For years, the warming atmosphere has caused the toe of the Kaskawulsh Glacier, one of Canada’s largest, to retreat across the high mountain valley that is the source of the Slims River. Then, last year, pooling meltwater finally managed to cut across the thinning glacier, opening a new outlet.

Instead of draining northward down the Slims toward Kluane Lake, the Yukon River and, eventually, the Bering Sea, the water abruptly began flowing in the opposite direction. That took it into the Kaskawulsh River, a tributary of the Alsek, which runs southward to the Pacific. Following this route, the former headwaters of the Slims River now reach the ocean some 1,330 kilometres away from where they would otherwise have ended up.

The case is a first for the scientific record books, an extreme example of what geographers call “river piracy,” when the drainage of one watershed is stolen by another. But on this occasion the shift occurred virtually overnight.

“To me it’s kind of a metaphor for what can happen with sudden change induced by climate,” said John Clague, who holds a chair in natural hazard research at Simon Fraser University and was a co-author in the study.

While people may inherently think of climate change as a gradual process, its effects need not be, he said, adding, “I think that has important implications for society.”

Signs of the rerouting have been observed on both sides of the mountainous divide. Gauges on the Alsek River reveal that it experienced a record discharge last year. Because the river mostly flows through parks and protected lands, the increase has had no immediate human impact.

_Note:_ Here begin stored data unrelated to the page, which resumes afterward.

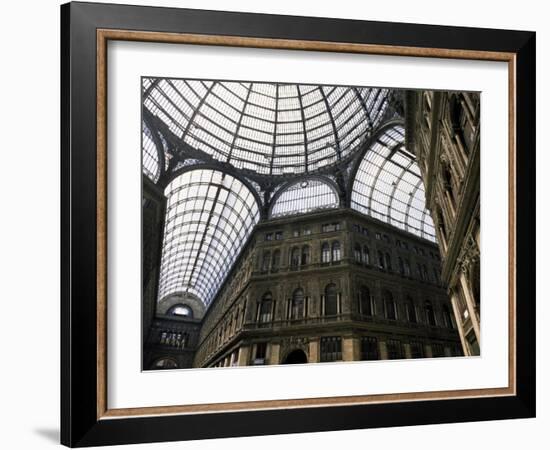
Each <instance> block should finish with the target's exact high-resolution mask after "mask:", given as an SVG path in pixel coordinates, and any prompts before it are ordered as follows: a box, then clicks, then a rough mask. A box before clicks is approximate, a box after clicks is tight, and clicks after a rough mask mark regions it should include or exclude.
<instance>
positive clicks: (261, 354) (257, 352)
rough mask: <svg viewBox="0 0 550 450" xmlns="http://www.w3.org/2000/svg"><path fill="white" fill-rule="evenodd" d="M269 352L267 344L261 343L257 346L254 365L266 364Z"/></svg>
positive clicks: (257, 345)
mask: <svg viewBox="0 0 550 450" xmlns="http://www.w3.org/2000/svg"><path fill="white" fill-rule="evenodd" d="M266 352H267V343H266V342H259V343H257V344H256V354H255V355H254V364H255V365H261V364H265V355H266Z"/></svg>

On the Slims side, the effect of water loss is more obvious. Last summer, Kluane Lake dropped a full metre below its lowest ever recorded level for that time of year. The reduced inflow from the Slims River spells a huge change for the 65-kilometre-long lake, with implications for nearby communities and visitors who access its waters for fishing and other activities.

“This is likely to be permanent,” said Dr. Shugar who believes the warming trend that caused the Kaskawulsh Glacier to thin so dramatically all but ensures the change is irreversible for the foreseeable future. “If that’s the case, Kluane Lake is only going to get smaller.”

The Kaskawulsh River, as it exits the lower terminus of Kaskawulsh Glacier and lakes. ‘River piracy’ gave the Kaskawulsh the waters of the Slims River waters in 2016.

The conclusion relies on a recently developed computer model that shows it is essentially impossible that the glacier could have receded so much, so quickly without the influence of fossil-fuel emissions causing Earth’s atmosphere to warm.

Garry Clarke, a glaciologist at the University of British Columbia who was not involved in the study, said the team’s attribution of the pirating of the Slims River to human-caused climate change is “almost certain to be correct.”

The team also suggests the piracy isn’t over. With the glacier no longer a barrier, there is nothing to stop the Kaskawulsh River from nibbling further and further up the course of the Slims River Valley to capture more of its side tributaries. Eventually, perhaps many decades from now, Kluane Lake itself may begin draining south toward the Pacific, a suggestion that Dr. Clarke said he found “extremely intriguing and entirely plausible.”

“So, we are not done with this,” he added.

A twist to the story is that such a scenario would return the lake to a configuration that likely existed for thousands of years, until approximately 1700, when a cooling trend allowed the Kaskawulsh Glacier to advance and divide water flow in the valley.

Now that the glacial barrier has been breached, the long-term impacts for ecosystems on either side of the former divide has yet to be determined, said Dr. Shugar, who noted that there were no biologists on the team.

“It’s a unique situation,” he said. “In the end, it’s turned into a superb opportunity to study some of the underappreciated consequences of climate change.”